Peter September 28, 2012 um 9:45 pm

Publishers ' (and authors') opinion of readers' collective intelligence can plainly be seen in the crap they shovel at us in their press releases, apparently in the belief that we’ll actually buy their nonsense.

(Oh, and Baen actually does quite a bit of bundling with their monthly Webscriptions, which are generally 4-6 books at a slightly discounted price over buying them individually.)

Chris Meadows September 28, 2012 um 9:59 pm

I was referring specifically to print/digital bundling, selling the e-book version packaged along with the print version. But that’s a good point.

Tim Gray September 29, 2012 um 3:40 am

Online sellers of roleplaying games have been doing this for years (with PDFs). As a sector full of imaginative people who like tech, it’s generally well ahead in digital marketing.

Richard Herley September 29, 2012 um 3:00 am

"Publishers ‘ (and authors’) opinion …"

Not this author, Peter, and I don’t issue press releases! 🙂

One of the reasons I went independent was to get away from the arrogance and ineptitude: it affects authors even more than the readers.


Richard Adin September 29, 2012 um 4:21 am

Alas, although I could care less what publishers or authors think of me as a consumer (I do care a great deal what they think of me as an editor!), I do think there is some validity to the worry about consumer price expectations. Begin with Amazon’s discounting of new bestsellers to $9.99 — it wasn’t long before the blogosphere pronounced that price point as the expected price point. In fact, the loss of that price point under agency was the loudest rallying cry against agency. No one talked about the quality of the content; the talk was all about pricing.

My own experience in book buying also is supportive of validity of the worry. I do not imagine that I am the only reader who has gone from buying a number of books each year to buying nearly nil. Between the giveaways (i.e., freebies) and the $2.99 (and less) publisher special deals, I have amassed a TBR of more than 1500 ebooks — enough to keep me in reading for at least the next 10 years. Consequently, although I am interested in the J.K. Rowling book, Casual Vacancy, I won’t buy it. I will wait until it is available from the author or the publisher for $2.99 or less. If it never reaches that price point, I’ll never buy the book.

When I speak to friends with ereaders, especially those with Kindles, I hear my story repeated.
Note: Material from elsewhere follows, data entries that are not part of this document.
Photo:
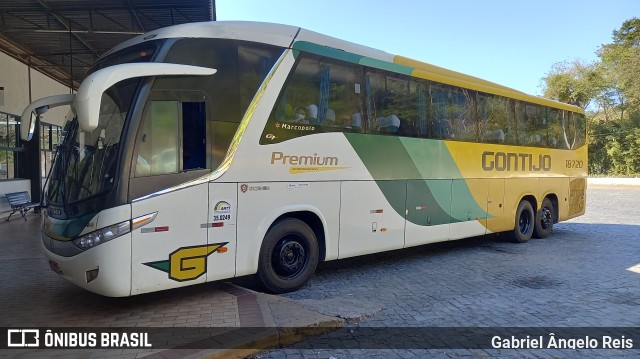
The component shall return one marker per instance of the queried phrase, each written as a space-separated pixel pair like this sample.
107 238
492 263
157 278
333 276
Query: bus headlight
100 236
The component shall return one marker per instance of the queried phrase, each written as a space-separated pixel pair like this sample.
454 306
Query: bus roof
296 37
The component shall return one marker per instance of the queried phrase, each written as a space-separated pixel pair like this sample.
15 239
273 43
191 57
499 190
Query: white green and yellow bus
206 151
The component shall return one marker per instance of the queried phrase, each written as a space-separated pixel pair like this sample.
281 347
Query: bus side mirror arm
37 108
87 103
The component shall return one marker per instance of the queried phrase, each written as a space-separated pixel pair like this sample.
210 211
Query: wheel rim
524 222
545 218
289 257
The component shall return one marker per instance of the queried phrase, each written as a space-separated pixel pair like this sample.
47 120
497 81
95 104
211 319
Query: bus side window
322 95
441 123
172 138
157 139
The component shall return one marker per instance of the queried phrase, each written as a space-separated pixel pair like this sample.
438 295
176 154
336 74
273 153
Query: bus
207 151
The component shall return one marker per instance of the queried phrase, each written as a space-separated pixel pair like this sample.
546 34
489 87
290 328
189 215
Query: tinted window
320 96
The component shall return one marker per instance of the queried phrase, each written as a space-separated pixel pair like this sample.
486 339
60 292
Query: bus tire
288 256
524 224
544 220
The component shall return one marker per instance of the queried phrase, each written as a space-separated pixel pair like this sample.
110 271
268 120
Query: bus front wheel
544 220
525 223
288 256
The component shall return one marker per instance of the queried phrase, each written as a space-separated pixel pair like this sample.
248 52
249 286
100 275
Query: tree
575 83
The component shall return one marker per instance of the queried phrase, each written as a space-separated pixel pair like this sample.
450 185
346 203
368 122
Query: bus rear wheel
544 220
525 223
288 256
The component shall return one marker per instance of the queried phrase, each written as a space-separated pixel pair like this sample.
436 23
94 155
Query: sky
511 42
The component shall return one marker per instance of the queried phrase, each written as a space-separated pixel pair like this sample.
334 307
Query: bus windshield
85 164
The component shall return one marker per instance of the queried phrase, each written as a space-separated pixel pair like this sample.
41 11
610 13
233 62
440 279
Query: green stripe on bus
350 57
429 169
326 51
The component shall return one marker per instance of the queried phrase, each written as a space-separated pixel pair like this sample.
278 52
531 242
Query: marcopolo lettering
510 161
315 160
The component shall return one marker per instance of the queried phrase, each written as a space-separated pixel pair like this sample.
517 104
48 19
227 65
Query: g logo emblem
186 263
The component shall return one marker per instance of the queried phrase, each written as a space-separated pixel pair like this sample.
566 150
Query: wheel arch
313 220
554 202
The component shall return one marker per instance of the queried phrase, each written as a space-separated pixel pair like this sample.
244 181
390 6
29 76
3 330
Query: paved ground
580 277
32 295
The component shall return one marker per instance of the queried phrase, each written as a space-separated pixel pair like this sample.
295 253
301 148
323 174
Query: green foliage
610 89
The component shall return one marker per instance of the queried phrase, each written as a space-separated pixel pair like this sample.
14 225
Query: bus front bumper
104 269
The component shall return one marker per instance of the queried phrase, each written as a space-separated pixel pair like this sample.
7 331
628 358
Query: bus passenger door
170 192
371 217
221 230
496 220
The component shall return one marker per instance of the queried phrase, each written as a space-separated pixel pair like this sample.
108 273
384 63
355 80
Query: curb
607 181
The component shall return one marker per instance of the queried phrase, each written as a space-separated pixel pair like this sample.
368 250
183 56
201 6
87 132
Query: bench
20 202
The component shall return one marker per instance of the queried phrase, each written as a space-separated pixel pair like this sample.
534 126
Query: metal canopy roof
63 38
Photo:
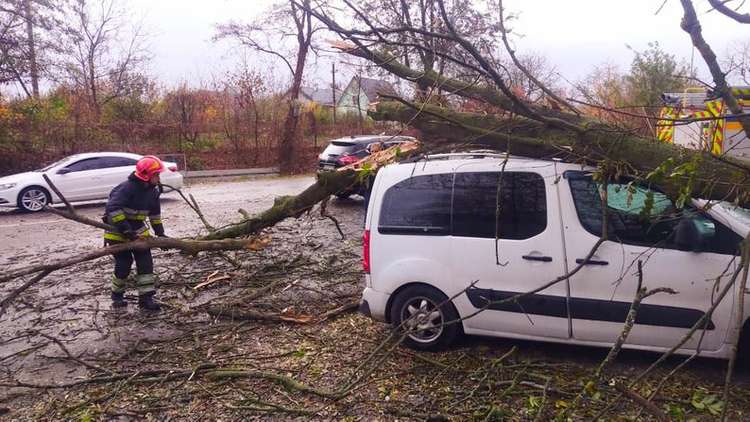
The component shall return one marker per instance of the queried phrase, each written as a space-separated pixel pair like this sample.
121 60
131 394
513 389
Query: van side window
522 205
631 221
418 205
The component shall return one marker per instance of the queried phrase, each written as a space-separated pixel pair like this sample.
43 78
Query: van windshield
340 148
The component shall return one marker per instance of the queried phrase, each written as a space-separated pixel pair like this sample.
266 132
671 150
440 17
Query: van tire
420 302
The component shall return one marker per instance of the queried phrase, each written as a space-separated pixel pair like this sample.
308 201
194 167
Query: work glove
130 234
164 236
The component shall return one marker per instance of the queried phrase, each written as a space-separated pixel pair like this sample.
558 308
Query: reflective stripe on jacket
129 204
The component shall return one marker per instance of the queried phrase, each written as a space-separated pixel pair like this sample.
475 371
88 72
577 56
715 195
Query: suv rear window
418 205
518 200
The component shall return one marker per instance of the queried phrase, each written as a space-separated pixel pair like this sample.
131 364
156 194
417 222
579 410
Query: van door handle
537 258
591 262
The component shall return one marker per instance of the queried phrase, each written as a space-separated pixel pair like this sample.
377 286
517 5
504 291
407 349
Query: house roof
322 96
371 87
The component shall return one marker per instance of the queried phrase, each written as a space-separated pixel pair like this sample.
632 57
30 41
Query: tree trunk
284 207
713 179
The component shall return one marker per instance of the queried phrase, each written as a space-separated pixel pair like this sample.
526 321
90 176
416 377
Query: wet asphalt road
27 239
32 238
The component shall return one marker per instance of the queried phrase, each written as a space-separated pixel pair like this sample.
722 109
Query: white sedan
80 177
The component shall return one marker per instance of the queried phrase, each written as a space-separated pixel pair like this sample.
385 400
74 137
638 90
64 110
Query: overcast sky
575 35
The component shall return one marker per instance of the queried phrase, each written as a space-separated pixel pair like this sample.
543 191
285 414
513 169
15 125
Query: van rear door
506 235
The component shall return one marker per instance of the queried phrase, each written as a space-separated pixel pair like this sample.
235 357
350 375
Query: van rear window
486 205
418 205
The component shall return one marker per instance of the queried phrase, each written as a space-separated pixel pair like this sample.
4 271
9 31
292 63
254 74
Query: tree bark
284 207
713 179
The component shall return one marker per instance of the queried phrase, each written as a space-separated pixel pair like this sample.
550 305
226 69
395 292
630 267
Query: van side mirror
693 233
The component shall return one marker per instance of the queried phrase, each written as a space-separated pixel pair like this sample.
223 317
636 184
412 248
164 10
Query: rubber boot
118 300
146 301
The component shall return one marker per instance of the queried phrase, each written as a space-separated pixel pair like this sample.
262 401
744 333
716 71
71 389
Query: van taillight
366 251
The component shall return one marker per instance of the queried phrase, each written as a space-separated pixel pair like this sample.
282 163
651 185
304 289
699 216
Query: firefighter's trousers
144 264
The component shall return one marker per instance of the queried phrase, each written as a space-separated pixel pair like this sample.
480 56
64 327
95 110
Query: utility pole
33 67
333 89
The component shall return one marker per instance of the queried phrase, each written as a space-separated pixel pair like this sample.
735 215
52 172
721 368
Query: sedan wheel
33 199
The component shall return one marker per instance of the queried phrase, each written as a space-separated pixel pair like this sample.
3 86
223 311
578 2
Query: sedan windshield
57 163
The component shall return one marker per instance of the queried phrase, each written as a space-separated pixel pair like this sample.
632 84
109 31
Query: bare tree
737 63
28 29
101 62
267 36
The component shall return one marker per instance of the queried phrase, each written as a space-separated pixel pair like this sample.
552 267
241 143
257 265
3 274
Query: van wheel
428 318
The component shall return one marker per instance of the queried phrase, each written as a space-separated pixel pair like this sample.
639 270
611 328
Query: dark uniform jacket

One friend told me that she has so many free ebooks from Amazon that she has enough ebooks available to read through a reincarnated life without the purchase of any additional titles.

Based on what has been happening in the ebook industry as regards pricing, I and my friends expect ebooks to be sold for minimal prices. This has to be a worrisome trend for all publishers and ebooksellers.

fjtorres September 29, 2012 um 7:23 am

Perhaps if the Big Publishers were a bit less concerned about maintaining the price of the ebooks and a bit more about promoting/improving the *value* of their ebooks they’d be better positioned to justify their price points.
Because people *are* willing to pay more than $2.99 for ebooks. The $9.99 price point alone proves it. $6 for a good, traditionally-published SF or Fantasy ebook isn’t decried. Even $15 for some (early-access) editions is accepted as a reasonable proposition.
Lost in the whole "Amazon is devaluing books" outcry is that Amazon didn’t pick that price at random out of a hat; they picked it as a reasonable *promotional* price for ebooks that normally sold at $12.99 or higher.
The hue-and-cry over Agency pricing wasn’t about the loss of the $9.99 promotional price (which a lot of people still found too high to bear) but rather the loss of price competition (coupons, bundles, loyalty programs, etc) that Agency brought about, all of which were exemplified by the loss of the promotional benchmark. And then, to literally add insult to injury, the baseline price was *raised* and several publishers crowed about how much better it was now that they could raise the prices as high as they wished with nobody to nay-say them. (Penguin, in particular was quick to start playing with prices to see how high they could drive them.)
Amazon’s discounting of the so-called bestsellers was never the issue and the BPH’s focus on that shows exactly how disconnected from reality they are.
The real threat to BPH book pricing isn’t promotional discounts, it is new and small publishers doing ebook-first, ebook+POD, or even ebook only, and self-publishing of backlists by established writers. If mainstream buyers–the people to whom $9.99 represents an attractive promotional price–ever stop seeing $9.99 as a bargain, it won’t be because of the flood of indie-published ebooks but rather because of the example set by the resurrected backlist of titles from one-time bestsellers and other recognizable traditionally-published authors.
There is a big difference between price and value in consumer’s minds and the big publishers' *public* obsession with price is what is driving so many readers to focus on value and question the industry’s practices.


Puzzled September 30, 2012 um 4:54 am

I can just see the big publishers spending millions on websites to sell their books, over pricing the books, and then wondering why no one is buying books from them.

Having access to the customer data is useless if you have no customers. It is also useless if your customer base is skewed (if only price-insensitive people buy from you, you will think all people are price-insensitive).